Background: Nanoparticle's formulation of natural products is recently posed effective medicinal applications against different clinical disorders. Zearalenone (ZEA) is certainly considered one among mycotoxins which might be from corn, sorghum and wheat. In the liver, ZEA is metabolized into α- and β-zearalenol, which are considered more toxic than ZEA. The present study investigated biochemical and histological ameliorative effects of Melittin (MEL) and MEL-loaded chitosan nanoparticles (Cs-NPs), a primary polypeptide in the venom of honeybee (Apis mellifera) against hepatotoxicity induced by ZEA. The ionic gelation process was used to make MEL-loaded chitosan-TPP nanoparticles that contained chitosan, MEL, and TPP salt. Rats were divided into 4 groups. Control: given orally 2.7 mg/kg b.w. of 1% DMSO saline, T1: given orally 2.7 mg/kg b.w. of ZEA, T2: given orally 2.7 mg/kg b.w. of ZEA, then given orally MEL 40 µg/kg b.w after intoxication. T3: given orally 2.7 mg/kg b.w. of ZEA, then given orally MEL loaded on Cs-NPs 40 µg/kg b.w after intoxication.
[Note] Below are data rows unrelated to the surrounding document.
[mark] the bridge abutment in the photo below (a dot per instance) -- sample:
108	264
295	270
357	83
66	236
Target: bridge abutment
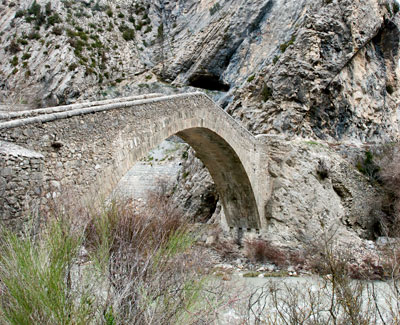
89	148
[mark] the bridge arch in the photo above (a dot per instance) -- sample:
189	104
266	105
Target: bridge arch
108	138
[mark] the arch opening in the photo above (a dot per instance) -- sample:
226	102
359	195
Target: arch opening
230	178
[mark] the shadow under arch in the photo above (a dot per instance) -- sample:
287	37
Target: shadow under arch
230	177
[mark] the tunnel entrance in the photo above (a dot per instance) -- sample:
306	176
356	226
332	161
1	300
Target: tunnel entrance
208	81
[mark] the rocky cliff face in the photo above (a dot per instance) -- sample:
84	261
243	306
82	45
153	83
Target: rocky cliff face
325	69
320	69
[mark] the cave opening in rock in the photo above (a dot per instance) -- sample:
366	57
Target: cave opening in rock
209	82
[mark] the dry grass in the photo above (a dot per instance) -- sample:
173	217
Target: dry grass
139	268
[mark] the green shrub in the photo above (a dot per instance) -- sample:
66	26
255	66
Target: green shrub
34	275
129	34
20	13
389	89
13	48
266	93
284	46
57	30
34	35
251	78
216	7
54	19
72	66
22	41
396	7
26	56
14	61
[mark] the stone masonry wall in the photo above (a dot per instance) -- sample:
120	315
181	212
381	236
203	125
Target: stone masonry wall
21	180
88	149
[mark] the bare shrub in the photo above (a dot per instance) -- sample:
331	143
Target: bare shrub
331	299
136	268
390	174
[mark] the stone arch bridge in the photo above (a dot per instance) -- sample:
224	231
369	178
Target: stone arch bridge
88	147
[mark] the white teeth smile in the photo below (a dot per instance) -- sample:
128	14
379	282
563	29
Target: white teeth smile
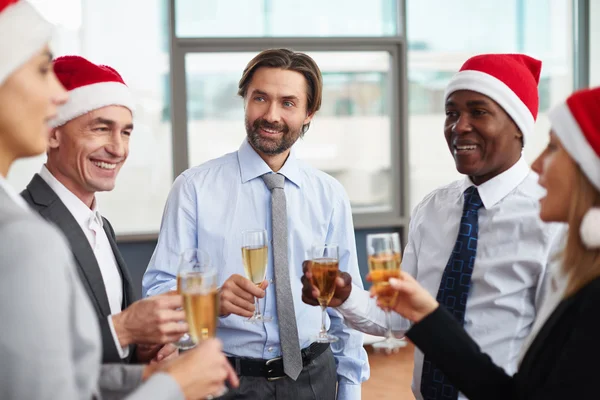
104	165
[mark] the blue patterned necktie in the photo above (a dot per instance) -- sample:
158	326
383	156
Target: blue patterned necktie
454	290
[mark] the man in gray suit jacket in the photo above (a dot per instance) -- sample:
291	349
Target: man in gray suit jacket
88	146
50	347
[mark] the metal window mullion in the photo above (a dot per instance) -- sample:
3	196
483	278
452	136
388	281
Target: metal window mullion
178	99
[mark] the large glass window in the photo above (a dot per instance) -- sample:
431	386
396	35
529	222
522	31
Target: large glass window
439	42
264	18
349	138
138	52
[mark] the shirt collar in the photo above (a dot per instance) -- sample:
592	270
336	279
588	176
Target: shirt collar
12	193
497	188
84	216
252	165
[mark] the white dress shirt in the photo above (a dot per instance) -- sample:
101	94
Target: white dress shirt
91	223
508	282
12	193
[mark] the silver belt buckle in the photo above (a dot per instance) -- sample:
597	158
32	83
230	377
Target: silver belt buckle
269	371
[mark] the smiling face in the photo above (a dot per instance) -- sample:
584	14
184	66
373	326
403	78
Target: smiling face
29	99
557	174
482	138
87	153
276	110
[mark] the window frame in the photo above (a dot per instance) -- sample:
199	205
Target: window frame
395	46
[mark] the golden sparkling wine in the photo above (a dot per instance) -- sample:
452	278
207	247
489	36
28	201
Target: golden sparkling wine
324	271
255	263
383	268
201	310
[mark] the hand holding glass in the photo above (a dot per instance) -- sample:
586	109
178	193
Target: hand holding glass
190	260
324	268
200	299
384	254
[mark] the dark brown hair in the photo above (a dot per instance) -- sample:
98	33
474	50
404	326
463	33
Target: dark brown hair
288	60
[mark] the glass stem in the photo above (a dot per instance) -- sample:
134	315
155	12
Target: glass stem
388	317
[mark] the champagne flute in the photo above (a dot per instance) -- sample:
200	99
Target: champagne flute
324	267
255	254
189	259
383	251
200	299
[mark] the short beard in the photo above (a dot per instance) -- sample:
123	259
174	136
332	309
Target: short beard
271	146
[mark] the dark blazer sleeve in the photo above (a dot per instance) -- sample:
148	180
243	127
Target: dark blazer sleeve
445	342
559	365
110	354
574	369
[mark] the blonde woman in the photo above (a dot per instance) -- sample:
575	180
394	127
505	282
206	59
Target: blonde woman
560	361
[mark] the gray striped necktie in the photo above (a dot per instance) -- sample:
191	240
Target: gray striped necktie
288	331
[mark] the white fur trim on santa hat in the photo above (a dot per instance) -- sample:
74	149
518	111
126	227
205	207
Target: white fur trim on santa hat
498	91
572	138
23	32
92	97
590	228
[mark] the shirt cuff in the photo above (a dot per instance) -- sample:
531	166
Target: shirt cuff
356	303
123	352
348	391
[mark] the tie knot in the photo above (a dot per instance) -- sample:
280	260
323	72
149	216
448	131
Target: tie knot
472	199
273	181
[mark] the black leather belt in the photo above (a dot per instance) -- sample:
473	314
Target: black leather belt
273	369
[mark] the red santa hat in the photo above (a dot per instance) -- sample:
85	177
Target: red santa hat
511	80
90	87
576	122
23	32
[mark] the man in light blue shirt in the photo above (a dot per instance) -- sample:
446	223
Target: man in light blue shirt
212	204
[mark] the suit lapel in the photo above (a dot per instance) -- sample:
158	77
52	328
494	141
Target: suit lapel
54	210
128	293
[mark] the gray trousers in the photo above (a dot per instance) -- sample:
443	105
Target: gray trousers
317	381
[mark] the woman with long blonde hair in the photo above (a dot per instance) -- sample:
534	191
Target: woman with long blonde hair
50	341
561	355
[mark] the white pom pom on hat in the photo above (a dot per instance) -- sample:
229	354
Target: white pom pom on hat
576	122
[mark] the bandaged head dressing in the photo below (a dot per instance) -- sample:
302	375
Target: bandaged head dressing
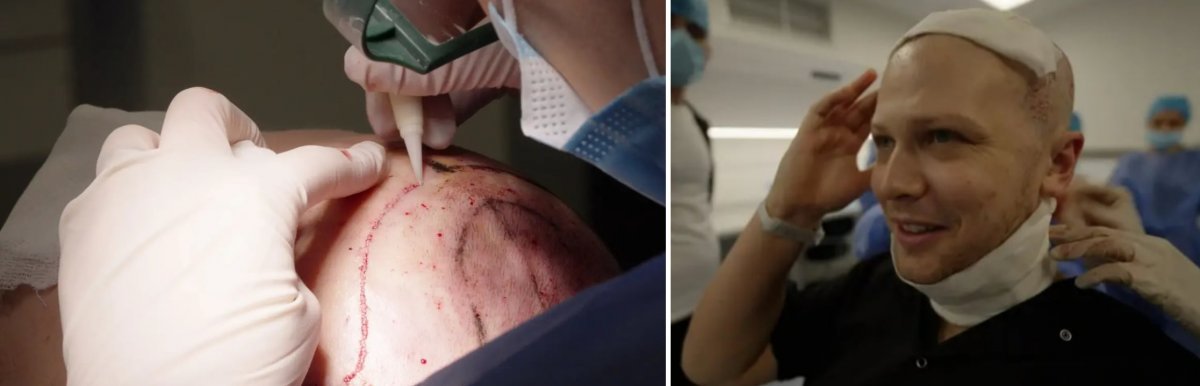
1019	267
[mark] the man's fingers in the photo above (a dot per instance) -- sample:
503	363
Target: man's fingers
125	140
861	113
845	95
202	120
1096	249
328	173
1111	272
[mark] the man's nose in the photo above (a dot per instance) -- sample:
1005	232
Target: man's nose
899	176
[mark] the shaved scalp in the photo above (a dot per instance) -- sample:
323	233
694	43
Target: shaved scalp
1050	98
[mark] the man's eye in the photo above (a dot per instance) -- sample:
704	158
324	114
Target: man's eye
942	136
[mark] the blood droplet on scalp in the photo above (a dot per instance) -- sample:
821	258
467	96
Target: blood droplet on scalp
364	327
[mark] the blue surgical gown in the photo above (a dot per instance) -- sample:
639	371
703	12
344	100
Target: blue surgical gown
1167	192
613	333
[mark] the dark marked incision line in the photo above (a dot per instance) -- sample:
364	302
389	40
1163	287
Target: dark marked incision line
444	168
509	228
363	282
480	332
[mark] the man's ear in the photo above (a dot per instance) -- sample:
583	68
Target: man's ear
1063	158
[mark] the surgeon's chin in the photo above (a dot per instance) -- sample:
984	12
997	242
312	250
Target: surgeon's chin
925	266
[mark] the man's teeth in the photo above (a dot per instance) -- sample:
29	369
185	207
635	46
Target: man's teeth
916	229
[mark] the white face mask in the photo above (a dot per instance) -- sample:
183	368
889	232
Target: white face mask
1015	271
551	112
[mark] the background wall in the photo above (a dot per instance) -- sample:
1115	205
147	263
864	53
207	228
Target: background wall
1127	53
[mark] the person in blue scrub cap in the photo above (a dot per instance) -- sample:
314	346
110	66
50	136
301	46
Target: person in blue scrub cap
609	59
1165	187
695	249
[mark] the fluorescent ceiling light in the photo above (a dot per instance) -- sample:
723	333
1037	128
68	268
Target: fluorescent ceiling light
1005	5
751	132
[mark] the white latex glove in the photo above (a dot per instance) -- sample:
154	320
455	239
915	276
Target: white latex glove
1097	205
177	260
453	92
1151	266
DMSO saline and ZEA were given to rats twice a week for two weeks, while MEL/MEL nanoparticles were given three-time weekly for one month after ZEA intoxication, Serum ALT, AST, ALP, Albumin, Total protein, alpha-fetoprotein, TNF-α, and total antioxidant status was assessed. Histological changes in the rat's liver were matched with biochemical changes.
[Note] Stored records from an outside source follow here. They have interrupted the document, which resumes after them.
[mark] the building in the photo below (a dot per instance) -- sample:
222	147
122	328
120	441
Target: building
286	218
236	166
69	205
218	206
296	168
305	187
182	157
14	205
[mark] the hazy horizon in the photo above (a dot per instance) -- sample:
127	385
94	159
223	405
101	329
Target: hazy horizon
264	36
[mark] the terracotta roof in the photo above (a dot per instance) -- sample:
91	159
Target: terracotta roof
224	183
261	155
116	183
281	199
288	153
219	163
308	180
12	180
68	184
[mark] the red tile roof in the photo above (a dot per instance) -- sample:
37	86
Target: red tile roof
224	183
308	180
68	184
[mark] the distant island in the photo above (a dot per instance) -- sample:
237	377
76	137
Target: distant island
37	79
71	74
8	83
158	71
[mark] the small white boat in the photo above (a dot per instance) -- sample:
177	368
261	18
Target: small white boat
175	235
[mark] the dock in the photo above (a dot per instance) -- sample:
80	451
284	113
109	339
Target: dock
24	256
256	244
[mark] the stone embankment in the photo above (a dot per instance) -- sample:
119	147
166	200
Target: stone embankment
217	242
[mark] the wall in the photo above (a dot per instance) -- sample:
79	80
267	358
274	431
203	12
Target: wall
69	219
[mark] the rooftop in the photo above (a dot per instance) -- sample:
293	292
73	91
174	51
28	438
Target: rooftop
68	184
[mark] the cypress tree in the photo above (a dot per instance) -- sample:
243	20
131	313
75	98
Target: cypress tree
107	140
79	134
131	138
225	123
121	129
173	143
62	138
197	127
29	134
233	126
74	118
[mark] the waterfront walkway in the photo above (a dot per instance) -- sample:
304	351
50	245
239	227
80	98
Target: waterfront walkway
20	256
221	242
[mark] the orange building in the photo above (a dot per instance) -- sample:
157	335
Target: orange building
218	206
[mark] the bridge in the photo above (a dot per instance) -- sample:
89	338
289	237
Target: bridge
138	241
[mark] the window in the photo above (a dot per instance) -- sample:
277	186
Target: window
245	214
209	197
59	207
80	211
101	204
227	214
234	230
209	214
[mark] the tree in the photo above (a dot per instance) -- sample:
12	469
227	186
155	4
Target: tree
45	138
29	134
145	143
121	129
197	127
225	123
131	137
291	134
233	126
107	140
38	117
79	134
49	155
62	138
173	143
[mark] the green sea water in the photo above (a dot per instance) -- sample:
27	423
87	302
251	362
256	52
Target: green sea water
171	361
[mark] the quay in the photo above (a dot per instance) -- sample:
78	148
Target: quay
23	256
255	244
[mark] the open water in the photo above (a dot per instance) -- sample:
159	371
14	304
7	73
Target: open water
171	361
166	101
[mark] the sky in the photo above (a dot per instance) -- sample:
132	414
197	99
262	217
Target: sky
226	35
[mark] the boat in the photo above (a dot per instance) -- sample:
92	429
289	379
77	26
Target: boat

Results: FT-IR indicated that MEL was successfully loaded into CS-NPs. TEM with average diameter of 37.5 nm and a spherical shape for MEL-loaded chitosan-TPP nanoparticles. The encapsulation efficiency (EE%) of MEL in chitosan-TPP nanoparticles was 82.35%. our study demonstrated that MEL-loaded chitosan-TPP nanoparticles confer ameliorative effects against ZEA-induced hepatic biochemical and histological alteration.

Conclusion: The present study demonstrated that nanoparticles like chitosan-tripolyphosphate (TPP) can increase the antihepatotoxic properties of MEL and can be utilized as a potent agent in the treatment of chemical-induced hepatotoxicity.